Phoebe Lee - Brisbane - Travel Blog Photo Tips
We used a longer exposure to allow more light in to capture this night-time image.

7. Cameras gonna shake, shake, shake 

Yes, my friends, the camera is gonna shake… why? because your hands are shaky! No matter how hard you try/hold your breath/meditate while photographing, you will not be able to stop your hands from shaking. If you’re taking a photo in broad daylight, shaky hands aren’t such a big deal. But if you’re taking a photo in softer light or in the evening, it’s a real mood-killer.

So, get creative and find a way to stabilise your camera. Of course, the best way is to use a tripod, especially for night photography. But, if you don’t have a tripod handy, you can always find another way to stabilise your camera for the shot. I’ve used an upside-down washing basket before, a couple of takeaway coffee cups stacked on top of each other (for extra strength and support), upturned flower-pots and even wheelie bins!

8. Ask the locals for tips 

Make friends with locals of the place you’re visiting and ask them where the best views are, where the best-hidden locations are or if they know somewhere great you should visit to take photos. We were once taken to the top of a hill, led to the back of a church and sat on a wall in the back of the church garden, overlooking Lisbon, just because we connected with a local tour guide who took us under his wing. It’s a view we never would’ve seen without his help.

It also pays to do a little google search before you go, try to find bloggers, travellers or locals of the area who love photography and have shared their favourite photography spots online.
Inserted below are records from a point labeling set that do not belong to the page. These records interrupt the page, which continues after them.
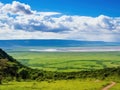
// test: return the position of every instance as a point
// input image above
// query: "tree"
(3, 65)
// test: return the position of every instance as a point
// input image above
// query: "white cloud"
(18, 21)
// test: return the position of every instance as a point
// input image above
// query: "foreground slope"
(11, 68)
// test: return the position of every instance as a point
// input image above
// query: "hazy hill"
(54, 43)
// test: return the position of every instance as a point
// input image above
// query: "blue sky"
(76, 7)
(87, 20)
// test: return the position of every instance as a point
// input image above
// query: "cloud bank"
(19, 21)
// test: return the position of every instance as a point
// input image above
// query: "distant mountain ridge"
(54, 43)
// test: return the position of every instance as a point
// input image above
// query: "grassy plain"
(68, 61)
(56, 85)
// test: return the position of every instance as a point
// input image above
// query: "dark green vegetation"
(68, 61)
(83, 79)
(14, 70)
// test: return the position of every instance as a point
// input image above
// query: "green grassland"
(56, 85)
(68, 61)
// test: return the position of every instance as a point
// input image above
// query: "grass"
(56, 85)
(68, 61)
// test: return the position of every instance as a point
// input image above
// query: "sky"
(88, 20)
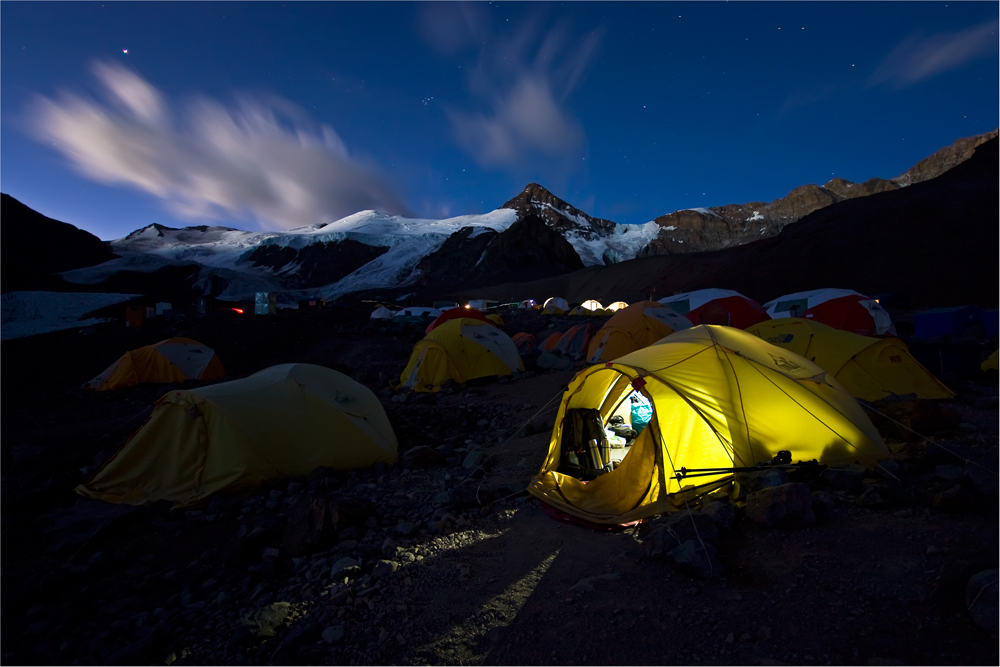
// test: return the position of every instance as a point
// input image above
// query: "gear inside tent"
(632, 328)
(454, 314)
(555, 306)
(460, 350)
(284, 421)
(171, 360)
(838, 308)
(869, 368)
(717, 306)
(719, 398)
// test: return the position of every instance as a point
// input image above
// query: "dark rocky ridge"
(35, 247)
(719, 227)
(935, 241)
(529, 247)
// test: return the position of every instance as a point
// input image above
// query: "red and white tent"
(716, 306)
(841, 309)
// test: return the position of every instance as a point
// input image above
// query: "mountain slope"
(935, 241)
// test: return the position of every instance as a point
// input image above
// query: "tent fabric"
(992, 362)
(717, 306)
(632, 328)
(574, 342)
(284, 421)
(381, 313)
(460, 350)
(841, 309)
(721, 398)
(171, 360)
(869, 368)
(454, 314)
(525, 342)
(555, 306)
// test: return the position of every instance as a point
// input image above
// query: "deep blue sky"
(272, 115)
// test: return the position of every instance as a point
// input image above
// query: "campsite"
(443, 557)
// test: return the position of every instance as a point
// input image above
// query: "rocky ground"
(443, 558)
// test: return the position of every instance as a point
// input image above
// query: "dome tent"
(721, 398)
(459, 350)
(555, 306)
(280, 422)
(838, 308)
(869, 368)
(632, 328)
(171, 360)
(717, 306)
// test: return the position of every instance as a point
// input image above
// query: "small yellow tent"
(171, 360)
(869, 368)
(721, 398)
(555, 306)
(991, 362)
(632, 328)
(460, 350)
(283, 421)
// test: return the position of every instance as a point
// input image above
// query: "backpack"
(580, 426)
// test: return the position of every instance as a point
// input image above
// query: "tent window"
(794, 307)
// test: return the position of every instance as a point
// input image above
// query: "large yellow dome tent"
(460, 350)
(721, 398)
(171, 360)
(280, 422)
(632, 328)
(869, 368)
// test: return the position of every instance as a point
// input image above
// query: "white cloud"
(261, 157)
(918, 58)
(522, 84)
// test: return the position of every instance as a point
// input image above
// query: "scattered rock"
(785, 505)
(981, 599)
(696, 560)
(844, 476)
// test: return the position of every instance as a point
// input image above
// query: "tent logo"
(784, 364)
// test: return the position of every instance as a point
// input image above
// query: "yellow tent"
(721, 398)
(632, 328)
(991, 362)
(283, 421)
(869, 368)
(460, 350)
(555, 306)
(171, 360)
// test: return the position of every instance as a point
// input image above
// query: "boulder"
(786, 505)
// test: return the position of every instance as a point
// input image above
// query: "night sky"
(277, 115)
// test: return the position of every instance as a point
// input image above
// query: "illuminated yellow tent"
(991, 363)
(632, 328)
(460, 350)
(555, 306)
(721, 398)
(171, 360)
(283, 421)
(869, 368)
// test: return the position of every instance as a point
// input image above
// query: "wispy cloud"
(261, 157)
(520, 83)
(918, 57)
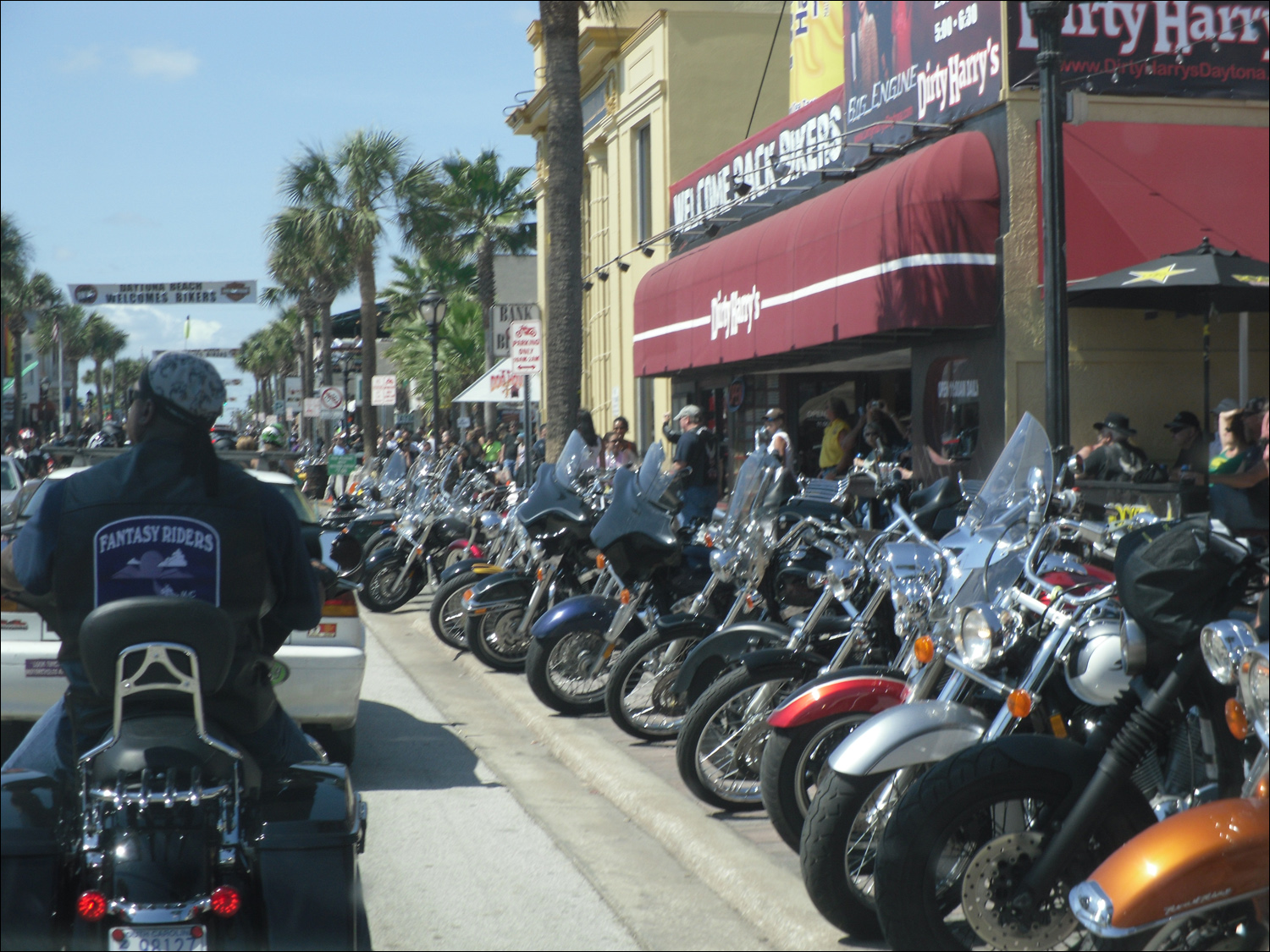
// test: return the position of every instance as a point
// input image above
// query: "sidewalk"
(737, 856)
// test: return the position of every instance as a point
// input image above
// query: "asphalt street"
(498, 824)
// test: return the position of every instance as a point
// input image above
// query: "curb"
(766, 895)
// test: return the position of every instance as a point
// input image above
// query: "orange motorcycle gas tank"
(1206, 856)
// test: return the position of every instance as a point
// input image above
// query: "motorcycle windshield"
(744, 494)
(576, 459)
(1006, 495)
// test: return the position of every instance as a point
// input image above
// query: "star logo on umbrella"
(1160, 276)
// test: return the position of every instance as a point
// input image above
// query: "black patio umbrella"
(1206, 281)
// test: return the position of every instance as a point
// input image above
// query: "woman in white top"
(780, 441)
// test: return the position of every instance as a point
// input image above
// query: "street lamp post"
(433, 306)
(1048, 20)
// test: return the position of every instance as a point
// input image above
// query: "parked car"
(317, 674)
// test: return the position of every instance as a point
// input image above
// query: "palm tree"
(104, 343)
(488, 212)
(65, 324)
(365, 185)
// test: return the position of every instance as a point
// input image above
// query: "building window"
(644, 182)
(952, 408)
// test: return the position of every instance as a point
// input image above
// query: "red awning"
(908, 245)
(1140, 190)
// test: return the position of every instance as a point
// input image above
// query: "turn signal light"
(91, 905)
(226, 901)
(1236, 718)
(1019, 703)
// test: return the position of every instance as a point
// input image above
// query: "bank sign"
(1152, 48)
(175, 292)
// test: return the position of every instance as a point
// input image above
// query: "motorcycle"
(558, 515)
(167, 834)
(1002, 830)
(1198, 878)
(577, 642)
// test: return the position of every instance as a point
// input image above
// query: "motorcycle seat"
(164, 741)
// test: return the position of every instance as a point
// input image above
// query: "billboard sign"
(175, 292)
(815, 50)
(1208, 50)
(919, 63)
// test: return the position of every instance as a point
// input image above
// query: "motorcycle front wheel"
(638, 696)
(721, 746)
(383, 592)
(795, 766)
(965, 832)
(564, 674)
(495, 637)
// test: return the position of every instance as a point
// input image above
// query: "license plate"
(159, 938)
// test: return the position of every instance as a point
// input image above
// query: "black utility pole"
(1048, 18)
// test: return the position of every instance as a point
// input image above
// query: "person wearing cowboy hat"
(1114, 457)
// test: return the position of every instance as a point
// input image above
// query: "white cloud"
(80, 60)
(164, 63)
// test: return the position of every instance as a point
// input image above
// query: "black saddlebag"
(30, 860)
(310, 835)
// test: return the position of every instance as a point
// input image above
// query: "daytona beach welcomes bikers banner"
(1153, 48)
(177, 292)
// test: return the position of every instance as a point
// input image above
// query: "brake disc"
(990, 881)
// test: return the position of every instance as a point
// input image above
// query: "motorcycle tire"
(638, 697)
(964, 800)
(728, 777)
(381, 594)
(492, 637)
(447, 611)
(795, 766)
(558, 670)
(838, 852)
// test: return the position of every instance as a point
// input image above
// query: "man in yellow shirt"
(838, 443)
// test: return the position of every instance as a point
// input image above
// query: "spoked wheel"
(963, 838)
(721, 746)
(569, 673)
(795, 766)
(447, 609)
(639, 697)
(388, 589)
(838, 850)
(497, 640)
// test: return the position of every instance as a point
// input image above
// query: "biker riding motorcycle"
(169, 518)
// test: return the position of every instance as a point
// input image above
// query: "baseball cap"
(185, 388)
(691, 410)
(1184, 419)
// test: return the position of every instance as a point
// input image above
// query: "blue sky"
(144, 141)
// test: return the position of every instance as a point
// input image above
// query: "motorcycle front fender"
(721, 649)
(850, 691)
(469, 565)
(500, 589)
(1204, 857)
(922, 733)
(577, 614)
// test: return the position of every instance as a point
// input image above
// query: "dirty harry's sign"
(177, 292)
(919, 63)
(1209, 50)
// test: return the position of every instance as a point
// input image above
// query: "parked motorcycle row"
(977, 716)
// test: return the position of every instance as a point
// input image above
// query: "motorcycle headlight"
(1223, 644)
(1255, 685)
(980, 627)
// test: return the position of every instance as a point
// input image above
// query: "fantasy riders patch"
(157, 555)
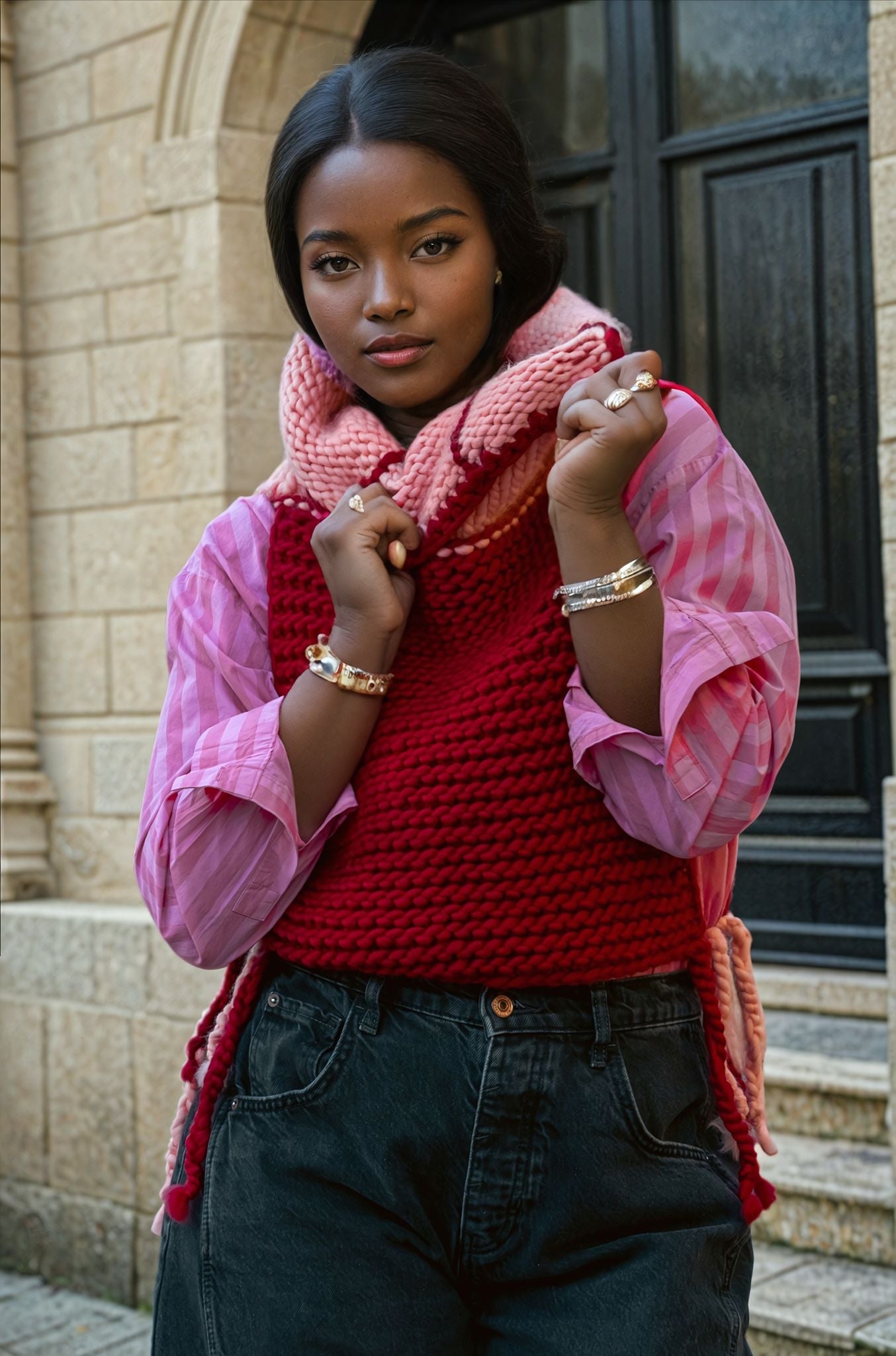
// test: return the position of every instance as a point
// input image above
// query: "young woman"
(486, 1069)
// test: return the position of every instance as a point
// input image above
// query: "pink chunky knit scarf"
(331, 441)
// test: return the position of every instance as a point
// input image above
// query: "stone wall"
(95, 1010)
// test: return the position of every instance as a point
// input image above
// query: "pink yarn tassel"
(743, 1022)
(199, 1050)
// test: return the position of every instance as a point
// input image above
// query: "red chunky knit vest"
(476, 852)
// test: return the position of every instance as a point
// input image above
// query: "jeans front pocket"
(662, 1080)
(297, 1040)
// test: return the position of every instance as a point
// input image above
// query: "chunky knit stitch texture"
(445, 871)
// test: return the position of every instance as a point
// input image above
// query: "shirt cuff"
(698, 644)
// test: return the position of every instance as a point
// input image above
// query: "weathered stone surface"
(50, 559)
(94, 857)
(66, 758)
(834, 1196)
(22, 1122)
(835, 992)
(305, 56)
(69, 662)
(125, 559)
(128, 76)
(120, 765)
(881, 62)
(59, 182)
(138, 669)
(249, 299)
(91, 1104)
(68, 1239)
(113, 257)
(58, 392)
(177, 989)
(10, 322)
(137, 381)
(159, 1055)
(251, 75)
(56, 32)
(80, 471)
(48, 952)
(9, 204)
(121, 956)
(823, 1301)
(121, 147)
(54, 101)
(138, 313)
(877, 1337)
(15, 582)
(884, 228)
(9, 129)
(66, 323)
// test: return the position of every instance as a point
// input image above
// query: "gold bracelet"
(349, 677)
(609, 593)
(635, 567)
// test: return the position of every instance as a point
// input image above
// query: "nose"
(388, 296)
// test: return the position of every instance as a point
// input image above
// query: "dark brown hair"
(419, 97)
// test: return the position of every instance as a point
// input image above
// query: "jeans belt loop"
(371, 1020)
(601, 1012)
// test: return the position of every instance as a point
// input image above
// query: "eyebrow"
(402, 227)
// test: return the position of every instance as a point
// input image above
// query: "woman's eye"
(319, 265)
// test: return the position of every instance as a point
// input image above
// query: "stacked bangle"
(617, 586)
(327, 665)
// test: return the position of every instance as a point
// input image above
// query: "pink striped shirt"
(218, 855)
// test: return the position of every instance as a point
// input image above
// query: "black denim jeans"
(402, 1168)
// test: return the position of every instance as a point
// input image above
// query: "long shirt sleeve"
(731, 661)
(218, 855)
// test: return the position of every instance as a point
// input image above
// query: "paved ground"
(38, 1320)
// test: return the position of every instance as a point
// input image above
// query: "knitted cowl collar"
(332, 442)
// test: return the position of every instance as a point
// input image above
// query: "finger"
(583, 410)
(384, 517)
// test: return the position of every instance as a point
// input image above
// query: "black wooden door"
(708, 162)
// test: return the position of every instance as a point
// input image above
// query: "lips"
(386, 344)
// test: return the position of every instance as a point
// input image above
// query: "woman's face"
(384, 275)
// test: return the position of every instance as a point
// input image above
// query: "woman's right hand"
(369, 591)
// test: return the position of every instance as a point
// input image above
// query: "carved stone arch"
(231, 75)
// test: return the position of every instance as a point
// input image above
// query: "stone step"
(804, 1305)
(834, 1196)
(808, 1093)
(846, 993)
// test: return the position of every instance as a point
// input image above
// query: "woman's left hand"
(605, 448)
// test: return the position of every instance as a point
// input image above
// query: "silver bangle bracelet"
(635, 567)
(601, 599)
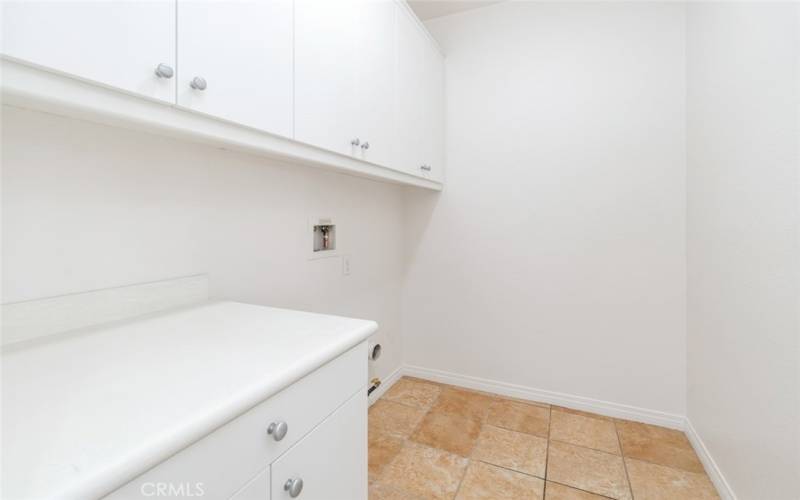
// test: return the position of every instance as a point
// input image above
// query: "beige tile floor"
(439, 442)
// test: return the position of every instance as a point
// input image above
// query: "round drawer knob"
(294, 487)
(198, 83)
(278, 431)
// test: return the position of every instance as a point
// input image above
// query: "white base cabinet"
(319, 437)
(331, 461)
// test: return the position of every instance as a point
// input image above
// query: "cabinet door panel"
(420, 102)
(331, 460)
(376, 78)
(243, 50)
(114, 42)
(326, 72)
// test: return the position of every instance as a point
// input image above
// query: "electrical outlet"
(346, 265)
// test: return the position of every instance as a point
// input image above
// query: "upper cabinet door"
(236, 61)
(344, 53)
(376, 78)
(330, 462)
(114, 42)
(419, 124)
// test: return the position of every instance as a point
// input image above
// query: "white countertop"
(86, 413)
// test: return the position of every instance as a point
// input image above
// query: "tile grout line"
(547, 450)
(474, 445)
(589, 448)
(581, 489)
(624, 465)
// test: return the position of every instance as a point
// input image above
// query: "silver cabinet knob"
(278, 430)
(198, 83)
(294, 487)
(164, 71)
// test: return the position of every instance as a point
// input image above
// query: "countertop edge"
(129, 467)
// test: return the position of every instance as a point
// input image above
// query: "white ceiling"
(428, 9)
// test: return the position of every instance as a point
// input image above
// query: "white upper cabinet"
(235, 61)
(326, 82)
(419, 123)
(114, 42)
(344, 76)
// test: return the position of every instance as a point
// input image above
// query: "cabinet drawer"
(256, 489)
(331, 461)
(223, 461)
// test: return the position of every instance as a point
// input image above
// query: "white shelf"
(32, 87)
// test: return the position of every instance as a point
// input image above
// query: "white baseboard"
(607, 408)
(712, 469)
(386, 384)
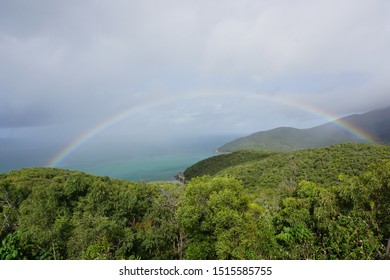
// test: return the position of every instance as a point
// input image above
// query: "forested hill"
(375, 123)
(329, 203)
(259, 169)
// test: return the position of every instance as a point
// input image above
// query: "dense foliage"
(375, 123)
(338, 209)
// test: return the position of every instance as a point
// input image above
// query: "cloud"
(75, 64)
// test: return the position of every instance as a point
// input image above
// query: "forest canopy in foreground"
(329, 203)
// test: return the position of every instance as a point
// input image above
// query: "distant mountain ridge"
(375, 123)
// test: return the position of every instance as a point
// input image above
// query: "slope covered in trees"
(375, 123)
(330, 203)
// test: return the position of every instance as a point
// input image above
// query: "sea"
(143, 168)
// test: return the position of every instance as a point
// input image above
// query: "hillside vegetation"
(375, 123)
(328, 203)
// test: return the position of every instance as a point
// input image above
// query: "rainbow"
(156, 102)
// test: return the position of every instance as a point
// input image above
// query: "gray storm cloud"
(69, 65)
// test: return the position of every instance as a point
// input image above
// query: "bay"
(143, 168)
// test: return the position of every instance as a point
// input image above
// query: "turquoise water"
(143, 168)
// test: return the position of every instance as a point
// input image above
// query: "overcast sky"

9. Find your style and be true to it 

There are so many brilliant photographers out there it can be really easy to look up to them and want to take photos just like them! I know I’ve felt a bit of self-imposed pressure at times to take a photo a certain way or edit it to look a certain way, just because I’ve admired how someone else has done it. It’s cool to look up to people and be inspired by them, but it’s also really really important to find your talent, your voice and your expression too!

Don’t be afraid to take a risk, see things from a different angle or develop your own style. If you love the way something looks then share it! You’ll be amazed at how many people can like your particular brand or style of photography, especially if it is something new or different. Let your freak flag fly, guys! Be creative and be weird! Challenge the process!

10. Practice makes perfect

Yes, it’s true… it really does. We all have to start somewhere, so make sure you do make a start before you travel. Practice your photography skills around the house, at the park, take a walk around your city and imagine you’re a tourist, ask to photograph your friends or their pets for practice. Do whatever it takes to log some serious hours of practice on your camera and you will definitely reap the rewards when you travel and the pressure is on to take a good shot, quickly before you get run over by an out-of-control tuk-tuk!